The AHA protects all Aboriginal cultural heritage in Western Australia, whether or not heritage sites are registered or mapped by the Department of Planning, Lands, and Heritage. Under the act the Minister for Aboriginal Affairs has the power to grant approval for any activity which would negatively impact Aboriginal heritage sites. Under the AHA, Aboriginal sites of outstanding importance can be declared Protected Areas. The AHA also provides protection for Aboriginal objects.

==Juukan Gorge destruction==

After the mining company Rio Tinto blew up the 46,000-year old caves in Juukan Gorge on 24 May 2020, which was legal under a section 18 exemption of the act, WA Aboriginal Affairs Minister Ben Wyatt started a review of the act.
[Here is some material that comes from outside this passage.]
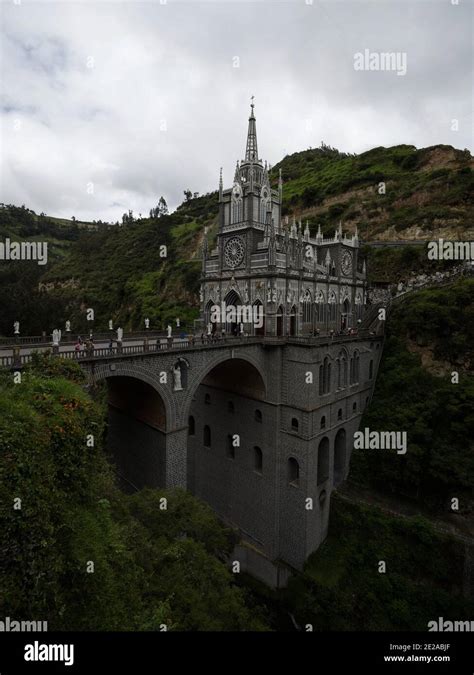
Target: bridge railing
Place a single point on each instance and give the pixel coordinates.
(99, 353)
The interim report of a bipartisan parliamentary inquiry into the incident published on 9 December 2020, entitled Never Again, makes several recommendations, including a halt to all actions presently occurring under Section 18 of the AHA, and a moratorium on Section 18 applications. It also recommends that the Western Australian Government review and reform the current state heritage laws, and that the federal government review the Aboriginal and Torres Strait Islander Heritage Protection Act 1984. It also outlines deficiencies in the Aboriginal Heritage Act 1972.

==Transition to ACH Act==
There was a transitional period of around 18 months before the Aboriginal Cultural Heritage Act 2021 came into force, while the various regulations and processes were developed. In February 2022 there was a reference group appointed to assist in the co-design process. The new law did away with the approval process determined by Section 18, and put traditional owners into a more powerful position in the decision-making process. The transition to the ACH Act ultimately failed as it was repealed soon after going into effect.